Editing existing base and supplemental App Control policies with the Wizard
Note
Some capabilities of App Control for Business are only available on specific Windows versions. Learn more about App Control feature availability.
The App Control for Business Wizard makes editing and viewing App Control policies easier than the PowerShell cmdlets or manually. The Wizard currently supports the following editing capabilities:
- Configuring policy rules
- Adding new allow or block file rules to existing policies
- Removing allow or block file rules on existing policies
Configuring Policy Rules
The Policy Rules page loads with the in-edit policy rules configured per the set rules. Selecting the + Advanced Options button reveals the advanced policy rule options panel. This grouping of rules contains other policy rule options that are less common to most users. To edit any of the rules, flip the corresponding policy rule state. For instance, to disable Audit Mode and enable Enforcement Mode in the figure below, the button beside the Audit Mode label needs only to be pressed.
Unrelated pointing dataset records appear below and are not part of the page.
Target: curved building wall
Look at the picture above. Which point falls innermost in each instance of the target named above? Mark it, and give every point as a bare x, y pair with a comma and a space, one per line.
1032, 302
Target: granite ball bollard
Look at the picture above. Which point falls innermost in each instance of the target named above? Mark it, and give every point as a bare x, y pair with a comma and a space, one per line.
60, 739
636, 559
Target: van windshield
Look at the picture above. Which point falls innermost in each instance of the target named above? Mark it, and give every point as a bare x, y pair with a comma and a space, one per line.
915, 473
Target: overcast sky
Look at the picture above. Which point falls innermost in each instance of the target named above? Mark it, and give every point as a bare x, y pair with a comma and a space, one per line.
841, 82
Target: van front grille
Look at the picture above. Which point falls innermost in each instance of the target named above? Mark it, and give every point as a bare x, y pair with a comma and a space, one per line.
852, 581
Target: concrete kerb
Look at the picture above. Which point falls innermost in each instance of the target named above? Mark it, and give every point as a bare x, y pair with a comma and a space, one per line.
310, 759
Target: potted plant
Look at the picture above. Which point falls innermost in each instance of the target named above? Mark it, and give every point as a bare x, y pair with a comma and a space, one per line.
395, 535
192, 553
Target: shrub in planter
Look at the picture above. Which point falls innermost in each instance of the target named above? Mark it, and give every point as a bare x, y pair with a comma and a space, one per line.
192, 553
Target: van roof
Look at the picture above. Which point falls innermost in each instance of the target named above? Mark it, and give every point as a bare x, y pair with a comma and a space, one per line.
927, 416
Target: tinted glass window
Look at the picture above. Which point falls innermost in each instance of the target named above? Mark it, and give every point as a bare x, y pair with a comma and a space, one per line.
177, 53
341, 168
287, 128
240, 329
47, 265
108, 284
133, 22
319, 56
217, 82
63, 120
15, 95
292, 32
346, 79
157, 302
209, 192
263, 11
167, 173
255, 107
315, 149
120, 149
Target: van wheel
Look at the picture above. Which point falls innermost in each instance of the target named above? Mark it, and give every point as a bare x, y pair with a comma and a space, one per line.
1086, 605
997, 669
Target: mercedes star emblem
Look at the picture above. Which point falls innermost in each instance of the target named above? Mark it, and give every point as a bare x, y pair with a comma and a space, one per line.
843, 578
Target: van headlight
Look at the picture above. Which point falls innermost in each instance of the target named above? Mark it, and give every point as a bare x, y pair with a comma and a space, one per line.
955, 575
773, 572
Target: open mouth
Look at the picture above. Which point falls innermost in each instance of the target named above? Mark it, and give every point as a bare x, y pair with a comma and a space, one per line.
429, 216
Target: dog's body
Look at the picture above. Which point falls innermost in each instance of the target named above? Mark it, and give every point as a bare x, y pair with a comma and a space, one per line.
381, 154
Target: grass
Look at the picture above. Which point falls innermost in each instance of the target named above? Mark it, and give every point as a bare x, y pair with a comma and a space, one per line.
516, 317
Once the policy rules are configured, select the Next button to continue the next stage of editing: Adding File Rules.
A description of the policy rule is shown at the bottom of the page when the cursor is placed over the rule title. For a complete list of the policy rules and their capabilities, see the App Control for Business policy rules table.
Adding File Rules
The App Control for Business Wizard allows users to add rules to their existing policy seamlessly. Previously, this rule-adding task would have involved creating a new policy with the new rules and merging it with the existing policy.
Selecting the + Custom Rules button opens the Custom Rules panel. For more information on creating new policy file rules, see the guidelines provided in the creating policy file rules section.
Removing File Rules
The App Control Wizard makes deleting file rules from an existing policy quick and easy. To remove any type of file rule: publisher rule, path rule, filename rule, or a hash rule, select the rule in the Policy Signing Rules List table on the left-hand side of the page. Selecting the rule highlights the entire row. Once the row is highlighted, select the remove icon underneath the table. The Wizard prompts for user confirmation before removing the file rule. Once removed, the rule no longer appears in the policy or the table.
Note
Removing a publisher rule will also remove the associated File Attribute rules. For instance, in the xml block below, removing ID_SIGNER_CONTOSO_PUBLISHER would also remove the rules ID_FILEATTRIB_LOB_APP_1 and ID_FILEATTRIB_LOB_APP_2.
<Signer ID="ID_SIGNER_CONTOSO_PUBLISHER" Name="Contoso LOB Publisher CA">
<CertRoot Type="TBS" Value="0123456789ABCDEF0123456789ABCDEF0123456789ABCDEF0123456789ABCDEF" />
<CertPublisher Value="Contoso IT Dept App Publisher" />
<FileAttribRef RuleID="ID_FILEATTRIB_LOB_APP_1" />
<FileAttribRef RuleID="ID_FILEATTRIB_LOB_APP_2" />
Policy Creation
Once the policy is created, the new policy is written to the same path as the in-edit policy. The new policy file name has the policy version appended to the end of the file name. For instance, if the in-edit policy is saved at MyDocuments\BasePolicy.xml, after edit, the new policy will be saved at MyDocuments\BasePolicy_v10.0.0.1.xml.